Whatever may have been the reason for the Department’s disinclination to consider military aid for Nicaragua, the Embassy believes it was based upon conditions which no longer exist. This country has undergone an almost complete transformation within the last ten years. One has but to read the report of the Mission of the International Bank for Reconstruction and Development to get a picture of the tremendous changes in the economy of the country and the almost boundless opportunities for its future development. The general political situation (which will shortly be reviewed in a report from this Embassy) is stable for the first time during this century. Despite the widespread impression to the contrary, Somoza is not a dictator in the true sense of the word. Somoza’s political enemies have joined him. Most of them have grown old and feeble. The Embassy knows of no one who could successfully challenge his political position.[Page 1376]
It seems to have been customary in some quarters to have attacked Somoza’s character. The Embassy agrees that he appears to have an insatiable thirst for money and a considerable love of power. Nevertheless, the Embassy believes in his expressions of friendship for the United States. During the last war he virtually offered to turn this country over to us. He says (and we believe him), he would do so again. He has consistently instructed his delegates to United Nations Assemblies to cast their votes in support of the policy of the United States. He once offered his services in combatting the spread of communism from Guatemala but cancelled his plans when he learned they were unacceptable to us. He has repeatedly said that he would do exactly as we say, and we know of nothing in his record that shows any inclination to fail us in international matters. It is probably true that he admires Latin America’s “strong men”—including, for that matter, Peron—but he recognizes that his country’s real ties are with the United States.
He said in a press interview in New York some months ago, in reply to questions about political conditions in this hemisphere, “we are tied to the United States, if it should fail, obviously we will all fail.”

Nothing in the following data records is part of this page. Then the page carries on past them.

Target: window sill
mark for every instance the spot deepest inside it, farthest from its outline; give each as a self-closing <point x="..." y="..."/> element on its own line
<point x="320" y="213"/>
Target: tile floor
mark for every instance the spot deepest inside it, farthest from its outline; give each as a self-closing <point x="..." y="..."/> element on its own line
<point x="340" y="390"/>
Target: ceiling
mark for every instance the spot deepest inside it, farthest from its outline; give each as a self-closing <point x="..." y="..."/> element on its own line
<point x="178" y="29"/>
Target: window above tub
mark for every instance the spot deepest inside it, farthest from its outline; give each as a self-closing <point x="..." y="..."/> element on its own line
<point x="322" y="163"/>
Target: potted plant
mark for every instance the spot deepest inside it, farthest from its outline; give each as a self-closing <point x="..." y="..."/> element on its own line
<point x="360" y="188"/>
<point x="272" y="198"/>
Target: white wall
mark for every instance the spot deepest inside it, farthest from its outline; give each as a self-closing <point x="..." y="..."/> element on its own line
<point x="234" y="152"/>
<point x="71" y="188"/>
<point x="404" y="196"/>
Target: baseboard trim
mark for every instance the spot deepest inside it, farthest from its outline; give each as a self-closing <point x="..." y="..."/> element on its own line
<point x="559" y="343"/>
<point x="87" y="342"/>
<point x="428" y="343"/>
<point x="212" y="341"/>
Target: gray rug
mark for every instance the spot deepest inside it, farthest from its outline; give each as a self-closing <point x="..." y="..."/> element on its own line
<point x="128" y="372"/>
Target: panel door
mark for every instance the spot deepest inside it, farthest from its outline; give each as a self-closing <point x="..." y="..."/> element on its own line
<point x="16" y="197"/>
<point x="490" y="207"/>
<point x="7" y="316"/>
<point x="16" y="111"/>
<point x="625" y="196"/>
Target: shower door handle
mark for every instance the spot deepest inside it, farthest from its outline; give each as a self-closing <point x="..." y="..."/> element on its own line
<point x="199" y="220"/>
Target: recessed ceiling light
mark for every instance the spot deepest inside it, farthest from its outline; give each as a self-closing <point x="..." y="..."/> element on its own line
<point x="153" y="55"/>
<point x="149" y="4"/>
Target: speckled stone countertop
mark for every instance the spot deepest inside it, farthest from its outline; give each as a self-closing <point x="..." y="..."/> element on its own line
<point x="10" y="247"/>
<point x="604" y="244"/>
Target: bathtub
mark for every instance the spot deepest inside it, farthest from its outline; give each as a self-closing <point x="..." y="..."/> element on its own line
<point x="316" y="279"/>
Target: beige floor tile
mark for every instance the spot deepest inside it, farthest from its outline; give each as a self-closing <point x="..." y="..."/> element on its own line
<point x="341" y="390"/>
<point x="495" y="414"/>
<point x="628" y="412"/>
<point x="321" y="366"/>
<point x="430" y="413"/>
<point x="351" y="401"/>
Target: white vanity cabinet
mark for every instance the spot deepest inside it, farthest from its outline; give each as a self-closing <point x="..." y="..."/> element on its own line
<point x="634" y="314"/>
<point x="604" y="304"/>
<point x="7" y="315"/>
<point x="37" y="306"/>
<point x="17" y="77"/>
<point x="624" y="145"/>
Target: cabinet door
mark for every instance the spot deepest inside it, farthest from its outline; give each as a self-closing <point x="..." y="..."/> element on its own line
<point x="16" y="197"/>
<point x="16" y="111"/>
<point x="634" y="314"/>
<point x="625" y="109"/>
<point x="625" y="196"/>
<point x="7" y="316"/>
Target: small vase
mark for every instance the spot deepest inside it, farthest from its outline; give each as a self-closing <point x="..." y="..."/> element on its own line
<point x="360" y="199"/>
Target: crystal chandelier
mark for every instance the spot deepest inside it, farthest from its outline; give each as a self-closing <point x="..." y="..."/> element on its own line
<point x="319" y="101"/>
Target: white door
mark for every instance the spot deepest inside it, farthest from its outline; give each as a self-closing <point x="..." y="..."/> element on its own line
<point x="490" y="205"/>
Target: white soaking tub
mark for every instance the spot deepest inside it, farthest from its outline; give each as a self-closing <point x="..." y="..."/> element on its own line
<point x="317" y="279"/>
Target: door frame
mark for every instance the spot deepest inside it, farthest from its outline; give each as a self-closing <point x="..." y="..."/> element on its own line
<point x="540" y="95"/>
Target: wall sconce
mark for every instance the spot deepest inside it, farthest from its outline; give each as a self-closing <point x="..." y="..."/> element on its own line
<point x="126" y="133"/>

He has said that while he wished to do what we wanted him to do, he has frequently had difficulty in learning our opinions because we have been evasive. In the Embassy’s opinion Somoza talks straight and likes straight talk. In our efforts to help in the development of the country (inter-American highway or Point IV), Somoza has consistently matched our financial contributions or has exceeded them. Yet he has complained that we have not required other countries to match dollar for dollar in development programs. The Embassy recognizes considerable truth to his statement that we have done more for our enemies than for our friends. The Embassy also believes that in some respects we have not accepted the friendship he has proffered us, and we have not taken full advantage of his willingness to be helpful.

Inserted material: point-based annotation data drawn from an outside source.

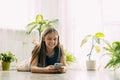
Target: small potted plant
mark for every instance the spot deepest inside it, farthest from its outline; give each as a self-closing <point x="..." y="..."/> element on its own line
<point x="95" y="41"/>
<point x="113" y="51"/>
<point x="40" y="24"/>
<point x="6" y="58"/>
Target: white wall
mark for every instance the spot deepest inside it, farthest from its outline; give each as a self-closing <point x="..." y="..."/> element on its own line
<point x="17" y="41"/>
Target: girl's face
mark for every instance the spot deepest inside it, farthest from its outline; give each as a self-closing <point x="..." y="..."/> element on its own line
<point x="51" y="40"/>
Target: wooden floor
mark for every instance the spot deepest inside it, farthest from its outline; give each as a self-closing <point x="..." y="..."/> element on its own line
<point x="69" y="75"/>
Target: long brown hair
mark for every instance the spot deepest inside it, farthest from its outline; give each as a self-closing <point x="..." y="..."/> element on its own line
<point x="41" y="48"/>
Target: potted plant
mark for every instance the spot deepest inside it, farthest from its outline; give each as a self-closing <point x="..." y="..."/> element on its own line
<point x="40" y="24"/>
<point x="7" y="58"/>
<point x="70" y="58"/>
<point x="113" y="51"/>
<point x="95" y="41"/>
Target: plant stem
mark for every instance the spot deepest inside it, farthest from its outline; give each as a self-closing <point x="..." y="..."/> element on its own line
<point x="91" y="49"/>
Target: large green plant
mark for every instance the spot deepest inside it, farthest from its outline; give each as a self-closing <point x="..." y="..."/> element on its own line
<point x="94" y="41"/>
<point x="7" y="57"/>
<point x="113" y="50"/>
<point x="40" y="24"/>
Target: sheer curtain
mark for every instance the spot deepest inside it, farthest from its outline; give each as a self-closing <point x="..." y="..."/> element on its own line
<point x="82" y="17"/>
<point x="79" y="18"/>
<point x="14" y="15"/>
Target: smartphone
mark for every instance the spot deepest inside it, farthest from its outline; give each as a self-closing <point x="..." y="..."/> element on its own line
<point x="58" y="65"/>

Fear has been expressed in the past that if Nicaragua had stronger military forces, Somoza might use them against Figueres in Costa Rica, for whom he seems to have unrelenting hatred. While Somoza thinks that as of now Figueres will be elected President of Costa Rica and that that country will then become another Guatemala, he has said many times that we need not fear that he will take any action without consultation and approval.

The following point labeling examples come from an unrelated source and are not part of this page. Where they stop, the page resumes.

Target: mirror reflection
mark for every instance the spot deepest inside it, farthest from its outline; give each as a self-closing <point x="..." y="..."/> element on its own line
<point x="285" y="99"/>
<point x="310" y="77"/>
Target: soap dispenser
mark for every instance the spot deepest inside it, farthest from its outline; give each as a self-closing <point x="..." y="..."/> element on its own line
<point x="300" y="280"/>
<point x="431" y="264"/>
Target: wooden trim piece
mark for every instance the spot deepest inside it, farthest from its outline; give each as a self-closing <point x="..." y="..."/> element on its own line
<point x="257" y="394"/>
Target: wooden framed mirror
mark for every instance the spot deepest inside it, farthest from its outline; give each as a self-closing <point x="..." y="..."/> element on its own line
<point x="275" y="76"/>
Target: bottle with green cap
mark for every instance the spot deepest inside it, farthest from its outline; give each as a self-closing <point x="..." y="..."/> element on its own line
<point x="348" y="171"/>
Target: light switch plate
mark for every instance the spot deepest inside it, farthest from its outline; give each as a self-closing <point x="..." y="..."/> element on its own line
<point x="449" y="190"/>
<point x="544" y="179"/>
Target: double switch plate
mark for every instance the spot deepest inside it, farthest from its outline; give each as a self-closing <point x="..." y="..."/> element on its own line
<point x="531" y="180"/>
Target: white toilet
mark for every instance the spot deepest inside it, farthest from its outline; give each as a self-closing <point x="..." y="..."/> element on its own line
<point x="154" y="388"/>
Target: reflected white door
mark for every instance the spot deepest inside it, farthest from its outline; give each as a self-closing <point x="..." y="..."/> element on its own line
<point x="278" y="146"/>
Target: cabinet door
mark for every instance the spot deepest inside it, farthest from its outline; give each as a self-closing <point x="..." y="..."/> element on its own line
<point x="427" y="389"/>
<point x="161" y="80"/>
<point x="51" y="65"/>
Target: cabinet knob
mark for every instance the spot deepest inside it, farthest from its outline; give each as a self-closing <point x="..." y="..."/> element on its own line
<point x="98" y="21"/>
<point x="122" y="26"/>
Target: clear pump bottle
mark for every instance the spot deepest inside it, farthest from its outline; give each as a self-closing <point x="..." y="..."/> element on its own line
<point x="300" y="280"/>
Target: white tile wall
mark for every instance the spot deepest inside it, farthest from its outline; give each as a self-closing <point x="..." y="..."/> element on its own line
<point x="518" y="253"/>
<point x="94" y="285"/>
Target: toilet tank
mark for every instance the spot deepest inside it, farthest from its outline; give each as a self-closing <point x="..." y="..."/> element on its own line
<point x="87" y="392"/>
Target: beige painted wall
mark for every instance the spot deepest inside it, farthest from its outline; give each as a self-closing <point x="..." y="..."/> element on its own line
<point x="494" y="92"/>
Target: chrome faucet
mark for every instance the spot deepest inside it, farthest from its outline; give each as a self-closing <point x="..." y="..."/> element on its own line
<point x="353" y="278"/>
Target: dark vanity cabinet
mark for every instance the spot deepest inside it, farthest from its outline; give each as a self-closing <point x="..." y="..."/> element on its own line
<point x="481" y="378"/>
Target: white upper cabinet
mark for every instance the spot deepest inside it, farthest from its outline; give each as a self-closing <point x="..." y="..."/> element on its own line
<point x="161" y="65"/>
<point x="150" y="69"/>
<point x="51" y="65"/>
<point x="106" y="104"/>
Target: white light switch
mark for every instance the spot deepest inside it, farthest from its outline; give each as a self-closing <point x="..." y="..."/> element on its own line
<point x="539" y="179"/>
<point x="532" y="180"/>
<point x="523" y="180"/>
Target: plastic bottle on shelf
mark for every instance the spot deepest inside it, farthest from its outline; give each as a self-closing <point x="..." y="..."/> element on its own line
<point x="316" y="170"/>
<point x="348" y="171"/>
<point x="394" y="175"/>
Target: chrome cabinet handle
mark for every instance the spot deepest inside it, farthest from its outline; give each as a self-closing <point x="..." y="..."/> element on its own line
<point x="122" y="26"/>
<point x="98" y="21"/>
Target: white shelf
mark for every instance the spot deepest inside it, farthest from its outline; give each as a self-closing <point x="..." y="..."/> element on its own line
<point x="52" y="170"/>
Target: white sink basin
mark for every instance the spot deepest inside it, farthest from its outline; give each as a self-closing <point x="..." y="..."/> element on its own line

In fact, the Embassy does not believe military aid would have to be so large as to make his forces a threat to neighboring states. It is believed that such a force might actually be a comfort to El Salvador and Honduras where there is current fear of communist infiltration from Guatemala. There have recently been talks between leaders of military forces in Nicaragua, El Salvador and Honduras and we understand [Page 1377] these conversations explored the possibility of presenting a common front in the event of trouble with Guatemala. Somoza has frequently proposed a meeting of the Presidents of the Central American states or of the countries of the Caribbean area (see my despatch 416 of March 3, 1953),2 and he firmly believes that such a meeting would lead to the creation of an active anti-communist bloque. He would wish to be guided by the United States in calling such a meeting and would solicit our advice as to matters to be discussed.
Nothing has been said to encourage the President to indulge in wishful thinking, but it is certain that he would request through official channels military aid and a Training Mission (either or both) if he thought the request would be received favorably.
We believe that his ideas about calling a meeting of Presidents and his wishes for a Military Mission and of Military Grant aid are worthy of consideration and further exploratory conversations.